Still, his dreams of being drafted were gone and his NFL prospects looked bleak. He didn’t let himself get as down as he had four years prior, however, and dedicated himself to training as he hoped someone – anyone – would give him a shot.

“It was again a situation that was a life lesson,” Braman said. “You got to learn that the people you associate yourself with and let into your home can affect your life just as much as it affects them. Don’t think their outlook on things and their decisions don’t affect you. It was definitely another bad time in my life and I just kept my head up and I had a lot of support telling me I had hope and I had to work toward it.”

But who would give a guy a shot who failed out of one school and was kicked out of another? It turned out the answer was close to home.

Houston, We Made It

It was King’s first year in Houston. He was a defensive assistant for the Texans and was admittedly pretty low on the totem pole. But as the team was preparing for the 2011 draft, King kept talking about one player in particular on no one else’s radar who seemingly had too many red flags.

“I had been in the league, I had been around good players and I knew he could play,” King said. “I had to stand up for him. I had to stand up and vouch for him. There was hesitation, but I knew what kind of athlete he was and I knew what kind of player he was.”

After the draft, Braman was invited to training camp and shocked people by making the team. It later made King look brilliant, but no one expected the undrafted free agent to be a Pro Bowl alternate just a year later.

“It meant a lot,” Braman said. “I owe him my life. He basically put his neck out there for me and I had to do everything I could to prove him right.”

In 2012, Braman led the Texans with 16 special teams tackles and set a single-season franchise record with two blocked punts, including one he returned for a touchdown in a division-clinching win. What Braman is most known for, though, isn’t a blocked punt or any other stat.
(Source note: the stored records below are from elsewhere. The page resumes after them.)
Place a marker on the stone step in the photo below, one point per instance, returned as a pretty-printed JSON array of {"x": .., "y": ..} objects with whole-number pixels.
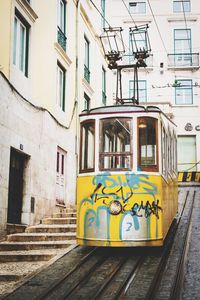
[
  {"x": 27, "y": 237},
  {"x": 59, "y": 221},
  {"x": 15, "y": 228},
  {"x": 11, "y": 246},
  {"x": 51, "y": 228},
  {"x": 64, "y": 215}
]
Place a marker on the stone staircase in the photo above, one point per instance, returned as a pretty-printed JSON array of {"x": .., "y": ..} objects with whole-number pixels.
[{"x": 24, "y": 252}]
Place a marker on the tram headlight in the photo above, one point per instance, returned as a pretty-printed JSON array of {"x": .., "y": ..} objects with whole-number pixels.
[{"x": 115, "y": 207}]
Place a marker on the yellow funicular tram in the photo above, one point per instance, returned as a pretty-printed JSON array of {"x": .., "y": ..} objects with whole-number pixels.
[{"x": 127, "y": 182}]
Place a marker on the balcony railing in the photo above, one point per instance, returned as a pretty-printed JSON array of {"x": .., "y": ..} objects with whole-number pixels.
[
  {"x": 183, "y": 60},
  {"x": 86, "y": 74},
  {"x": 62, "y": 40},
  {"x": 104, "y": 98},
  {"x": 130, "y": 59}
]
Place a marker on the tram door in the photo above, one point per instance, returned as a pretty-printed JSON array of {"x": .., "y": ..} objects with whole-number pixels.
[
  {"x": 15, "y": 193},
  {"x": 186, "y": 153},
  {"x": 60, "y": 177}
]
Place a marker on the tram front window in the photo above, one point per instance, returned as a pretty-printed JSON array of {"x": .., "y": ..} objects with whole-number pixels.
[
  {"x": 87, "y": 147},
  {"x": 147, "y": 144},
  {"x": 115, "y": 145}
]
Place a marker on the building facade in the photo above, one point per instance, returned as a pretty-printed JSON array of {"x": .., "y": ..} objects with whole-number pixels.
[
  {"x": 171, "y": 79},
  {"x": 51, "y": 68}
]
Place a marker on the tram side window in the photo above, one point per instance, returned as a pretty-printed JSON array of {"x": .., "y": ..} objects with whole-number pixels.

It’s a play he made in his rookie year, a play that King says “not many others in the NFL would make”; a play watched on YouTube tens of thousands of times.

[youtube=https://www.youtube.com/watch?v=C6p-FyBDwWE]

Continuing to run after his helmet came off during a Texans’ punt, Braman tackled Tennessee Titans punt returner Marc Mariani leading with his bare skull, providing just another example of Braman’s mentality out on the field.

“To me, it’s just an attitude. It’s the way you approach it every play,” Braman said. “I just love the physicality. I love imposing my will; just beating the man across from me.”

The Eagle Has Landed

Predisik may have found a new Jujuism, this time borrowing from Ross Perot: “Eagles don’t flock, you have to find them one at a time.”

He applies it to Braman finding his current home in Philadelphia and playing for head coach Chip Kelly. Braman signed a two-year, $3.15 million deal in March with $1 million guaranteed. He’s the type of guy Kelly loves: a great, versatile athlete who works well in space.

“You don’t find many players of Bryan’s size with the ability to run down the field and make plays on special teams,” Kelly said after the Eagles signed him. “It’s an area of the game that we always have our eye on and look to improve.”

While Braman’s physical abilities are what Kelly saw on film, Connor Barwin was able to give the front office insight into how Braman’s mind works. Barwin, who played with him in Houston for two seasons, played a big role in Braman landing in Philadelphia. He’s been his mentor ever since he signed on and has practiced with Braman at the “Jack” linebacker position this offseason.

“He’s been a terror on special teams, a dominating guy,” Barwin said. “It takes a lot to play special teams in the NFL and he definitely has what it takes to get it done. Special teams can be reckless and single-minded at times. He has all that. He has the tenacity.”

Just a few minutes before Barwin reminisced about his playing days in Houston, Braman took a few seconds to consider how long of a journey he took to the NFL. Eventually, Braman was finished mulling it over and he discussed being a product of his environment.

“All the controversy, all the adversity and all the obstacles I had to overcome to get to where I’m at now,” he said, “has made me who I am.”